Unique way of incorporating image onto cloth combining fields of print and weave which is certainly something I would be eager to explore in my future work. The delicate, fragile quality of the technique succeeds in creating ghoustly imagery.
LAURA THOMAS
Arc, 2010
Cotton, linen and nylon monofilament cast in acrylic.
Hand manipulated leno weave which presents many thought-provoking juxtapostions- hard vs soft, permanence vs impermanence and questions the viewer as to what weave can be. She says “To weave is to explore control and unpredictability, alchemy and transformation, narrative and myth, maths and emotion, cause and effect. The possibilities are endless…” I find it rather difficult to engage with these works as they are so cold and harsh to the touch unlike the fluid, tactile nature of woven cloth.
MAKEBA LEWIS
Neckpieces, 2010
Nine-carat gold, copper and silk.
Tactile neckpieces using crushed gold, silver or copper yarns juxtaposed with lustrous silk. Inspiration derived from the tale of 'Rumpelstiltskin' spinning straw into gold.
PETER COLLINGWOOD
Macrogauze 3DZ, 1980
Linen and steel rods.
An engineering aptitude made him renowned for adapting his loom to create seemingly impossible structures where warp threads traverse the width of the cloth.
SUE HILEY HARRIS
Eighteen Faces, Three Spaces, 2010
Paper yarn, indigo dyed.
Woven pleated and cocoon sculptural forms encompassing the study of fine art, a fascination with geometry, an abiding interest in science, a deep understanding of yarn and the practice of weaving. Once again I am reminded of origami!
PTOLEMY MANN
Monolith 1&3, 2009
Ikat-dyed cotton.
I have already seen her work (and that of Laura Thomas) at Ruthin Craft Centre. A passionate and innate sensitivity for colour that is absolutely absorbing. Using Ikat dying.
PRITI VEJA
White Sac, 2006
Cellophane, polyester, wire, reflective yarn and polyurethane coated cotton.
Work from her Royal College graduate collection. Preoccupied with the principle of transformation through movement, light and mechanisation, Electroluminescent lighting technology and shape-malleable yarns are used to hypnotic effect.
Light Flow, 2006
Cellophane, phosphorescent lurex, polyester and electroluminescent light cable with power supply.
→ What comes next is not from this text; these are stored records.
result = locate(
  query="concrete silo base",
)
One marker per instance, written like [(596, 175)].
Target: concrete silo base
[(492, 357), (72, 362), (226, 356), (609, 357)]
ISIMINI SAMANIDOU in collaboration with Gary Allson
Typically her work is characterised by complex Jaquard weave structures using multiple wefts to create captivating surfaces reminiscent of decaying walls, peeling paint or natural forms (useful for Transition project?). This work however, reveals an interest in creating a dialogue between weaving and other disciplines. CNC-milled wood surfaces have been created from magnified weave structures. Likewise digital 'drawings' and hand woven fabrics of extraordinary delicacy present a conversation between different making methodologies- all inspired by a handmade 'fan reed' Samanidou made on a recent British Council residency in Bangladesh. I really like the morse code intrigue of the work.